I found academia incredibly frustrating. If you're used to Internet time, the pace will drive you insane. You submit a paper to a journal, get comments back 2 months later, submit a revised version, than get approved 1 month after that. Then you're published 6 months later, and then 9 months after that (do the math) the first citations of your work start to appear. So the feedback cycle is around 18 months. And instead of having your ideas tested in the marketplace (near impossible to fake), you're judged by a small number of people who are highly protective of their egos and careers. The whole industry is driven by a need to get published and get grant funding, not to make or promote useful things.

Kissinger said that the reason academic fights are so brutal is that the stakes are so low.

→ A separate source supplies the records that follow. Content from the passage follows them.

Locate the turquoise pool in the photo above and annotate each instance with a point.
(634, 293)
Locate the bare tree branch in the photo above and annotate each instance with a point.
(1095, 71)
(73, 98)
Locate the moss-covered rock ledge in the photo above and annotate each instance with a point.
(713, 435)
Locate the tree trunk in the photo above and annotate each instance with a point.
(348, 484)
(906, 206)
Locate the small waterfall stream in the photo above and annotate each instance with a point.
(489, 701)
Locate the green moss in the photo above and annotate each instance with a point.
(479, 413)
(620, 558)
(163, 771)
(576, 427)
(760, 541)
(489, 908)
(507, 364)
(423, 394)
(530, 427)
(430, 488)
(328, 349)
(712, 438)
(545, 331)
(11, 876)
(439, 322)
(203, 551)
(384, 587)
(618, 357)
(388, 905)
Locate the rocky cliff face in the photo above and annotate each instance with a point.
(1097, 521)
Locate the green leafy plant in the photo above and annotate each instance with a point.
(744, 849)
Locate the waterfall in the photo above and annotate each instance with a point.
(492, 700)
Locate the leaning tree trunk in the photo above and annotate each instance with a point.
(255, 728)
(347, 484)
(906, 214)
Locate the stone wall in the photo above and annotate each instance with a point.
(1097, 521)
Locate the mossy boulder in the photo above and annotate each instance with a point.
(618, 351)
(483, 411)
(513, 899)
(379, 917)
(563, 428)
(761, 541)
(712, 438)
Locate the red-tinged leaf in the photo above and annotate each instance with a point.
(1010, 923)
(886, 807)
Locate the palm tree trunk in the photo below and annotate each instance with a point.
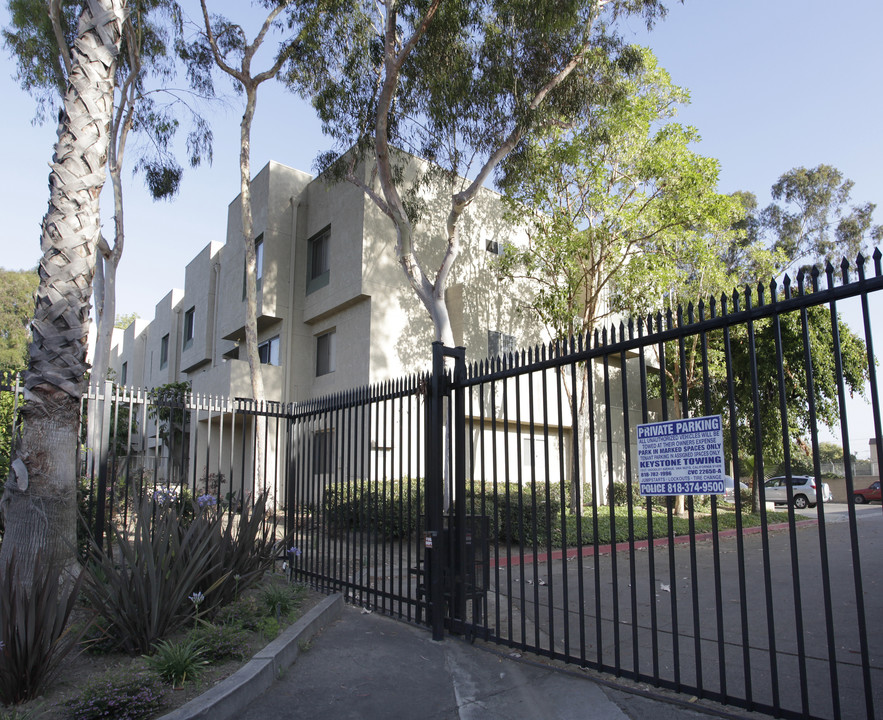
(39, 502)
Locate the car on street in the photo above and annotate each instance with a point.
(804, 491)
(867, 494)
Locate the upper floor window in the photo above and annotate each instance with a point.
(326, 351)
(496, 247)
(268, 351)
(189, 318)
(258, 265)
(499, 343)
(164, 352)
(318, 263)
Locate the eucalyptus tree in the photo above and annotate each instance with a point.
(812, 218)
(39, 498)
(462, 84)
(618, 189)
(225, 45)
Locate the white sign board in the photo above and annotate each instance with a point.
(681, 457)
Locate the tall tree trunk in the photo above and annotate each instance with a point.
(251, 286)
(39, 503)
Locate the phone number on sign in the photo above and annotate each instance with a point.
(699, 487)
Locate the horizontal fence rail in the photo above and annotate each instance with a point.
(777, 617)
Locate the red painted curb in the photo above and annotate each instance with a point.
(528, 559)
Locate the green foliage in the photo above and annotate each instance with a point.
(220, 642)
(117, 695)
(122, 321)
(390, 508)
(245, 547)
(176, 662)
(7, 416)
(280, 600)
(618, 494)
(34, 638)
(620, 182)
(140, 586)
(811, 219)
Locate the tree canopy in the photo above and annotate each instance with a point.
(16, 308)
(462, 85)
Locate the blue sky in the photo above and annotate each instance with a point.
(775, 84)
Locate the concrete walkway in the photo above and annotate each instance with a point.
(370, 666)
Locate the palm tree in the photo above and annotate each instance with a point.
(39, 502)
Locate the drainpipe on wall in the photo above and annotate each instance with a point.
(289, 389)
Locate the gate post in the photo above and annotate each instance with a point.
(443, 545)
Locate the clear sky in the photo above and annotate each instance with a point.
(775, 84)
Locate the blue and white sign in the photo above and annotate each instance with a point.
(681, 457)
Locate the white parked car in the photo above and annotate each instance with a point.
(730, 488)
(804, 489)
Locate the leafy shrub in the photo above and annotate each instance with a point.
(244, 613)
(117, 695)
(175, 662)
(518, 513)
(281, 600)
(618, 494)
(140, 585)
(220, 642)
(390, 508)
(33, 635)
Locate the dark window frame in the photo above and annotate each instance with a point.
(319, 260)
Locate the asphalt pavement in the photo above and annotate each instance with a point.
(365, 665)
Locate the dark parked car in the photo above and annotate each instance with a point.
(867, 494)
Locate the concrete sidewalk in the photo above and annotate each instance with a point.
(365, 665)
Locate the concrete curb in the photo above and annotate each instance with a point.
(230, 697)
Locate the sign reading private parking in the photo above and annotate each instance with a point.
(681, 457)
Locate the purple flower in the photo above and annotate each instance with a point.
(206, 500)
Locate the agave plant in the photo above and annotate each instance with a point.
(246, 547)
(34, 633)
(142, 584)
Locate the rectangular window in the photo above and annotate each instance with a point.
(499, 343)
(325, 353)
(268, 351)
(322, 452)
(258, 265)
(496, 247)
(318, 260)
(188, 327)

A lot of truth in that.

On the other hand, if you want to be a top-notch tech entrepreneur, a PhD is CS has a huge amount of value. Just make sure you pursue a field which lets you learn and apply lots of useful algorithms and data mining techniques, e.g. bioinformatics, information retrieval, image analysis. I regularly use a lot of the things I learnt during my PhD - not the theoretical stuff, but the experience I gained in dealing with messy data. These kind of "deep tech" skills are desperately lacking in the Web 2.0 developer community, and will help you truly delight your customers. You needn't look any further than Google to get the point. My two most successful web projects both have a strong mathematical/algorithmic element which has made them very hard for most programmers to reproduce.

Still, these kinds of techniques are becoming better known in the Web developer mainstream. For example, the book "Programming Collective Intelligence" is a good first taste. So on balance, I'd say skip the PhD, but invest seriously in educating yourself about the kinds of things that are still mostly taught at PhD level.